Adding the cost for squaring and contracting, the overall cost is \(N S D_1 D_2 + N \min(S (D_1^2 + D_2^2), D_1 D_2 (D_1 + D_2)) + 2 N D_1 D_2\).

Note

(2) Cost analysis of Gramian contraction approach: A way to avoid building up per-example gradients is to write the eigencorrection as big contraction of the rotated activations \(\mathbf{\tilde{X}}, \mathbf{\tilde{Y}}\) and then rearrange the contractions such that the batch dimension can be directly summed:

\[\begin{split}\mathbf{E}_{d_1,d_2} = \sum_{n} \left( \sum_{s} \mathbf{\tilde{Y}}_{n,s,d_1} \mathbf{\tilde{X}}_{n,s,d_2} \right) \left( \sum_{t} \mathbf{\tilde{Y}}_{n,t,d_1} \mathbf{\tilde{X}}_{n,t,d_2} \right) \\ = \sum_{n} \sum_{s} \sum_{t} \left( \mathbf{\tilde{Y}}_{n,s,d_1} \mathbf{\tilde{Y}}_{n,t,d_1} \right) \left( \mathbf{\tilde{X}}_{n,s,d_2} \mathbf{\tilde{X}}_{n,t,d_2} \right)\end{split}\]
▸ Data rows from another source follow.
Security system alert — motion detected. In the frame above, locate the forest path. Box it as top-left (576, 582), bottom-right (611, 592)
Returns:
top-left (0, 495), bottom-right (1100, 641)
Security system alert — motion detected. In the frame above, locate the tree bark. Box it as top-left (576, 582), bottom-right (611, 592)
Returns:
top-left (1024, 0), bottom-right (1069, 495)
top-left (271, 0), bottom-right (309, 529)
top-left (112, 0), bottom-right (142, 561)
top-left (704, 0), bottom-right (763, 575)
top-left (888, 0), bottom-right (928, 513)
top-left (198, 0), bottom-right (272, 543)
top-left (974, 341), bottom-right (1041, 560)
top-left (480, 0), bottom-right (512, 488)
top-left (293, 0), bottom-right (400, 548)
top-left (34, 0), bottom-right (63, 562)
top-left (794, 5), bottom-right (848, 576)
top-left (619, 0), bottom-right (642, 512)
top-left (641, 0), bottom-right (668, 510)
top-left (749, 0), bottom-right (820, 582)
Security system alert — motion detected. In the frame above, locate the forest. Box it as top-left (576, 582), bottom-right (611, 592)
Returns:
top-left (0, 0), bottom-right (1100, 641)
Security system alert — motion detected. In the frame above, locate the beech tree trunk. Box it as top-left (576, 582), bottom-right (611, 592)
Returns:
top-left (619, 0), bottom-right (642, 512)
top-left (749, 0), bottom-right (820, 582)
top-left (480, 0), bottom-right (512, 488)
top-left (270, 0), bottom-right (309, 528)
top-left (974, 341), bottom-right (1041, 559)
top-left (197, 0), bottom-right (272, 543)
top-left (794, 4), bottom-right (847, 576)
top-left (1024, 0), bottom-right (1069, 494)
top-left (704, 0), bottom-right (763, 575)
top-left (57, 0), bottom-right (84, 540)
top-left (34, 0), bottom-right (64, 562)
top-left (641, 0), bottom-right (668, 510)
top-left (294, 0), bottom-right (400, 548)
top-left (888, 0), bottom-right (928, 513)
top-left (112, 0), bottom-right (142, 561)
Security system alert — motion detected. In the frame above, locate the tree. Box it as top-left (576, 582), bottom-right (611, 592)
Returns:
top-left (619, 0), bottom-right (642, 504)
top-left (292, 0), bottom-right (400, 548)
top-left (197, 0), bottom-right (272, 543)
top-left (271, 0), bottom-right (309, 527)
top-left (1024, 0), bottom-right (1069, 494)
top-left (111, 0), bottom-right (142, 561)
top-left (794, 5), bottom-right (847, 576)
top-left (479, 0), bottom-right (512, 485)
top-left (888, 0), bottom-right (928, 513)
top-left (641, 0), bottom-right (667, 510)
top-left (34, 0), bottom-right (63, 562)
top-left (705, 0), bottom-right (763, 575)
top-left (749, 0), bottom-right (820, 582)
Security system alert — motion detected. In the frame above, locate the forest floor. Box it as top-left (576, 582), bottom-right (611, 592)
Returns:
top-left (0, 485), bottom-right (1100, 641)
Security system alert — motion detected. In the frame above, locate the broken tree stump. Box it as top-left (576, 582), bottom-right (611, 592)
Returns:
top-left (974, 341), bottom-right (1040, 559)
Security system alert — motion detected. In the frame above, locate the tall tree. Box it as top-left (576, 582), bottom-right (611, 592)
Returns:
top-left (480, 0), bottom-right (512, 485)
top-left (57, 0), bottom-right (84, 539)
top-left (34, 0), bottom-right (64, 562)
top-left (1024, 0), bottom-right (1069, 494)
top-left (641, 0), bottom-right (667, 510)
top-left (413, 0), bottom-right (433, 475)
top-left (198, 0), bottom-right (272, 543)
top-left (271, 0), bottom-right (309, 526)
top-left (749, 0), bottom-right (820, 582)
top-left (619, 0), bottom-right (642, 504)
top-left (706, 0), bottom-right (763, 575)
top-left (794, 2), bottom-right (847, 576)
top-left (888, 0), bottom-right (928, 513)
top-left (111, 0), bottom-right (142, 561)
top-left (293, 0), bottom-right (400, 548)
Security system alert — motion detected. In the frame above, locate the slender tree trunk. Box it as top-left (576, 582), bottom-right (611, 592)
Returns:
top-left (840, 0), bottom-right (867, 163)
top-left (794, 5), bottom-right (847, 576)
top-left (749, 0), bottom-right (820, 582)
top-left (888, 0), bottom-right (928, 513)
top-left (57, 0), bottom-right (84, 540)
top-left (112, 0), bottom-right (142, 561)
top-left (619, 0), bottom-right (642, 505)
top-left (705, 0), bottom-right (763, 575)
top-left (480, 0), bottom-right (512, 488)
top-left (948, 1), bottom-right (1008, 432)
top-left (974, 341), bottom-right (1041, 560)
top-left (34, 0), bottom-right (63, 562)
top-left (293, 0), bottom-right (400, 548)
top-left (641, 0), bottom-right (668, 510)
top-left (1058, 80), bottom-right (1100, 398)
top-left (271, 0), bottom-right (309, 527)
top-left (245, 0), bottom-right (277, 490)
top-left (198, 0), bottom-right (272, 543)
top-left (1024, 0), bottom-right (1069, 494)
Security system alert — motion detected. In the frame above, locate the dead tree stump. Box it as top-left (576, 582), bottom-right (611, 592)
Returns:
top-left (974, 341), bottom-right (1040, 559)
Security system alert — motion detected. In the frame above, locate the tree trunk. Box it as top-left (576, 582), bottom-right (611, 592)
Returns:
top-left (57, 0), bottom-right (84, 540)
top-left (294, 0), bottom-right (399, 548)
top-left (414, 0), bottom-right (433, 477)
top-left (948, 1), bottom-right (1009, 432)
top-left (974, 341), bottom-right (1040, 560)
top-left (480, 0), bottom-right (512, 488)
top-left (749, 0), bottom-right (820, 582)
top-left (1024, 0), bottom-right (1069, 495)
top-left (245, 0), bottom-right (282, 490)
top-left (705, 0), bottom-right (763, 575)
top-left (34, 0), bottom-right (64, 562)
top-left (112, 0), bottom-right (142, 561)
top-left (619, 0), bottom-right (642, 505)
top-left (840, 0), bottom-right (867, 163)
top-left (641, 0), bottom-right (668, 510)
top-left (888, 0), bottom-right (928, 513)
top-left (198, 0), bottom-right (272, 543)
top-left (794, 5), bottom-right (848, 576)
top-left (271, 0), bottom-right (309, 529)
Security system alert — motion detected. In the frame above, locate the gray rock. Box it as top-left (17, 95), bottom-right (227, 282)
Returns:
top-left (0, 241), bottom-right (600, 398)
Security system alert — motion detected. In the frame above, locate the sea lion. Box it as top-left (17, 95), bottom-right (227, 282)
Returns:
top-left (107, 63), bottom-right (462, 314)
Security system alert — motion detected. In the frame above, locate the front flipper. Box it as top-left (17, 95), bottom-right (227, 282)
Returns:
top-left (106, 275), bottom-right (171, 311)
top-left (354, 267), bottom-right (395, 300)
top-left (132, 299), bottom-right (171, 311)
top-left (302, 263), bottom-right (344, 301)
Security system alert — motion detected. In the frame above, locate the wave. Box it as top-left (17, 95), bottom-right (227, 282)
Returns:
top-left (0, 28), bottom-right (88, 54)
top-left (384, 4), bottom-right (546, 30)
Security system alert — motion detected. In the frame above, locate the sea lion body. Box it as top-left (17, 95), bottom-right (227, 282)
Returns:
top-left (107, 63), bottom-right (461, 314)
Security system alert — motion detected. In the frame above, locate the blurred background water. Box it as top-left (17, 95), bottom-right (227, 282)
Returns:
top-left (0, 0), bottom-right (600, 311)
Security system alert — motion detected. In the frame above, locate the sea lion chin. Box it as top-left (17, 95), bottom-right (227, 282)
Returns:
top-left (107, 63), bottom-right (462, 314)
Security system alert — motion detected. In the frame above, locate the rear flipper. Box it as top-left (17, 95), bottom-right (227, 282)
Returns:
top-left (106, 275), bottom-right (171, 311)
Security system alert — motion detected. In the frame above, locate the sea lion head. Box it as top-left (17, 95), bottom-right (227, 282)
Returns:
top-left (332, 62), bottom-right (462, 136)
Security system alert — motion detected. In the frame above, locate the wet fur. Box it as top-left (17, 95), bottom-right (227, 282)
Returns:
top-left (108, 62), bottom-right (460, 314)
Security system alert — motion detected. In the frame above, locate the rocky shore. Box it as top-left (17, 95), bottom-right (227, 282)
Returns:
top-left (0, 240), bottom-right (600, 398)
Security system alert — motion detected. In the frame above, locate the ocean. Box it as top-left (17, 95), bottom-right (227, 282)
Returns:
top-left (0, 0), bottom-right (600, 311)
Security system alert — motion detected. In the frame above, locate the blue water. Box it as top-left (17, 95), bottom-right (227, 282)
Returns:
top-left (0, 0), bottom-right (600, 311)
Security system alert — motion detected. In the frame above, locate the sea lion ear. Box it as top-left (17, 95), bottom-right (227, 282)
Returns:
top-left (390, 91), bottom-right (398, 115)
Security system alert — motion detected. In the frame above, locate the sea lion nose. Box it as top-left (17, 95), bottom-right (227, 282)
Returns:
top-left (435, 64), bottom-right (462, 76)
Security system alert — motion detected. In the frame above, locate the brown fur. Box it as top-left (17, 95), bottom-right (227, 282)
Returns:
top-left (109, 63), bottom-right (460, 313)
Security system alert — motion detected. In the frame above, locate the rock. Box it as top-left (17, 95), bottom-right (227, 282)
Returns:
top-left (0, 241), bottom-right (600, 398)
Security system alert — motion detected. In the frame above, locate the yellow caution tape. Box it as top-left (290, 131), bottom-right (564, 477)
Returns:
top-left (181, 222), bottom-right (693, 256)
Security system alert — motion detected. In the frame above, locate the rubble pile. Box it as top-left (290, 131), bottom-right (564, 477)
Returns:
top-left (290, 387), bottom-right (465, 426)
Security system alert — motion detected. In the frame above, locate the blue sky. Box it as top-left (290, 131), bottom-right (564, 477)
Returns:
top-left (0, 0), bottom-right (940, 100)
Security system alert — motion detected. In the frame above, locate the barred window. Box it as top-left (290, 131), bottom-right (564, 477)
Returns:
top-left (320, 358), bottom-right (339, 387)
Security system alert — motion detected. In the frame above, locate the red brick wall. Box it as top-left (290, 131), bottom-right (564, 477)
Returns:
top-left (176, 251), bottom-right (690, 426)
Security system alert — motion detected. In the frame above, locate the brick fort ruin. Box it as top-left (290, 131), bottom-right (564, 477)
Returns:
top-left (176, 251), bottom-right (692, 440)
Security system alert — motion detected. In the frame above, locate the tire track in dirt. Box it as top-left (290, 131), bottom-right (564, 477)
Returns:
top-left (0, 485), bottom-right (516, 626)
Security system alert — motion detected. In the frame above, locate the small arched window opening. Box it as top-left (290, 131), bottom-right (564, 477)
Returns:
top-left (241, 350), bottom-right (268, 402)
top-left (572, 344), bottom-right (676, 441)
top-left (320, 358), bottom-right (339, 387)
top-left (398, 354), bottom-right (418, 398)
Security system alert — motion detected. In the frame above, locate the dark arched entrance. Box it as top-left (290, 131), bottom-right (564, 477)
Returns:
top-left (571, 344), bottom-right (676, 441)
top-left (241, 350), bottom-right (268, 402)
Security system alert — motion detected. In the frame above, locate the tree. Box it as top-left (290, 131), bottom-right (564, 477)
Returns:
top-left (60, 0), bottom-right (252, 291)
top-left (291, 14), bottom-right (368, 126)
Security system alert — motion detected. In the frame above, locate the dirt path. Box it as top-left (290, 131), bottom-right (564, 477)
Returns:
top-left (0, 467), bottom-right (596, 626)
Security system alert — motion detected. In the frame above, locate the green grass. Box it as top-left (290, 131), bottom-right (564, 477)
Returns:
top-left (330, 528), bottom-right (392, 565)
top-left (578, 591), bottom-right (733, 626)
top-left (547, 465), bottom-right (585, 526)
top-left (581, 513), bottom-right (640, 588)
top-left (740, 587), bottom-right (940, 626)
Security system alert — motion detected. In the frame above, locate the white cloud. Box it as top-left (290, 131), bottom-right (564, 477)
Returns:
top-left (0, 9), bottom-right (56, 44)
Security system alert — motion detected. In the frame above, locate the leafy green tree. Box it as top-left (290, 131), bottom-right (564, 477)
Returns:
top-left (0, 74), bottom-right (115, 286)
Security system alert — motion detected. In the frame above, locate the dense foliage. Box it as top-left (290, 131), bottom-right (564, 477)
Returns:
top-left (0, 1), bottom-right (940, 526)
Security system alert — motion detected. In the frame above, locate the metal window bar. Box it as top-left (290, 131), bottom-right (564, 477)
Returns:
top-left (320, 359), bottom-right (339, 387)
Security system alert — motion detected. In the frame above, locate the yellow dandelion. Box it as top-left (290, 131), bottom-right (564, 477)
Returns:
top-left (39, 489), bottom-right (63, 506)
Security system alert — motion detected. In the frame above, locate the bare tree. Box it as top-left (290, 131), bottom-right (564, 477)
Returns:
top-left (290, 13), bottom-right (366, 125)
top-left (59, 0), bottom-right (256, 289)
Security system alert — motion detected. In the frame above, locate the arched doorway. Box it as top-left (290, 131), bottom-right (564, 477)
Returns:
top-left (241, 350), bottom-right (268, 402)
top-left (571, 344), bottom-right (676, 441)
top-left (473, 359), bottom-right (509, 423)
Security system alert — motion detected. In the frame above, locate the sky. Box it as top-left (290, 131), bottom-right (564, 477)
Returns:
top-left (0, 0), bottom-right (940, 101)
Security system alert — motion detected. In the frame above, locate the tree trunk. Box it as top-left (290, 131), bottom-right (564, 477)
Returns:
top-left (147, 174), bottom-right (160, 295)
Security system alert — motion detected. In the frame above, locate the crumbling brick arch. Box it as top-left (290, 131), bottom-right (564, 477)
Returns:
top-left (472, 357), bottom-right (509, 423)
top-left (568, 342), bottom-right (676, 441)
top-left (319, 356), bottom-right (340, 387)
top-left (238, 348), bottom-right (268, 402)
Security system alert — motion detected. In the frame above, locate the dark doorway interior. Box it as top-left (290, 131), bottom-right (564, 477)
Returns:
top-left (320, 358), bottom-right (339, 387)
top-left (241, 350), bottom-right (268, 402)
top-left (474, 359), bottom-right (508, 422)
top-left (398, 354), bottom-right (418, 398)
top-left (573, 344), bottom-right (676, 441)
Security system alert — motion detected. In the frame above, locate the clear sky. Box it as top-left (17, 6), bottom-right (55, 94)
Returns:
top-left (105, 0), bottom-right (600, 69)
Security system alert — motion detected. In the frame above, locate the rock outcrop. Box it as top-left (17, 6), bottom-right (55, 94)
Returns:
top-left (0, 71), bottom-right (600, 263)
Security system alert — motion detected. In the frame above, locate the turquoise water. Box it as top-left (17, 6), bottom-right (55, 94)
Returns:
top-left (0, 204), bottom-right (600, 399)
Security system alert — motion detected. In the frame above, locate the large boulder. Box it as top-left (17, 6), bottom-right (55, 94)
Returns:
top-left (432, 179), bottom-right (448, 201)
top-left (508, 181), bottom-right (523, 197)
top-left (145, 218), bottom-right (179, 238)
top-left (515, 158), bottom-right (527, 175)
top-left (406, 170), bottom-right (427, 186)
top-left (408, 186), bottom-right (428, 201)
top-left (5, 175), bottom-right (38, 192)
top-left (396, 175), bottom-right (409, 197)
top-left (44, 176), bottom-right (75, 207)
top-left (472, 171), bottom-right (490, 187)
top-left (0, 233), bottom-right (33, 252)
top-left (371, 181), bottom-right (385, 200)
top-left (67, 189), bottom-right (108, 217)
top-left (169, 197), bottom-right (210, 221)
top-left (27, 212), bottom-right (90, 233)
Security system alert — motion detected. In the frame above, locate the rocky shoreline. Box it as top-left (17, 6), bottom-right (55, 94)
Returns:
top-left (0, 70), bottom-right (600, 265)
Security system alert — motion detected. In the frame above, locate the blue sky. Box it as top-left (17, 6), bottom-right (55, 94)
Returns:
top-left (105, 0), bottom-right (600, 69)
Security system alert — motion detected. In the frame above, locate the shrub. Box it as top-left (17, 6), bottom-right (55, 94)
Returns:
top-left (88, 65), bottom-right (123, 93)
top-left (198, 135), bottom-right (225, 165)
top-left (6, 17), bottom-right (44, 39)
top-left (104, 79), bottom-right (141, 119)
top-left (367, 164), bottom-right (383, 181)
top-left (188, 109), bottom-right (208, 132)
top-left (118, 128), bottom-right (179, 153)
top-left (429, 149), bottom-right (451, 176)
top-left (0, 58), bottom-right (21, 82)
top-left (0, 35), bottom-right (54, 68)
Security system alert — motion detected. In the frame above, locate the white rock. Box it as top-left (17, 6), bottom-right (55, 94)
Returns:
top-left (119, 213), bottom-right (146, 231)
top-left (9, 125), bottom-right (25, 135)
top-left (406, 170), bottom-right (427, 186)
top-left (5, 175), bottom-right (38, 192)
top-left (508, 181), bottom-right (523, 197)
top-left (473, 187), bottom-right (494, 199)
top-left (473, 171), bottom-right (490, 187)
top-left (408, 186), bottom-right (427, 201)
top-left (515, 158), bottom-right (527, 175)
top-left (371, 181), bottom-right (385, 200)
This requires building up the Gramians

\[\begin{split}\mathbf{G^Y}_{n,s,t,d_1} = \mathbf{\tilde{Y}}_{n,s,d_1} \mathbf{\tilde{Y}}_{n,t,d_1}, \\ \mathbf{G^X}_{n,s,t,d_2} = \mathbf{\tilde{X}}_{n,s,d_2} \mathbf{\tilde{X}}_{n,t,d_2}.\end{split}\]

Peak memory is dominated by \(N S^2 (D_1 + D_2)\). The time is \(N S (D_1^2 + D_2^2)\) for the rotations, \(N S^2 (D_1 + D_2)\) for building up the Gramians, and \(N S^2 D_1 D_2\) for the final contraction. In total, this is \(N S (D_1^2 + D_2^2) + N S^2 (D_1 + D_2 + D_1 D_2)\).

We select the approach with the smaller memory footprint, i.e. Gramian contraction if \(S^2 (D_1 + D_2) < D_1 D_2\), and squaring per-example gradients otherwise. So generally speaking, the more weight sharing, the better building up per-example gradients will be.

In the extreme case \(S=1\) (no weight sharing), the Gramian contraction approach uses only \(N (D_1 + D_2) < N D_1 D_2\) memory compared to the per-example gradient approach. In terms of time, the Gramian contraction uses \(N (D_1^2 + D_2^2 + D_1 + D_2 + D_1 D_2) < N (3 D_1 D_2 + D_1^2 + D_2^2)\) compared to the per-example gradient.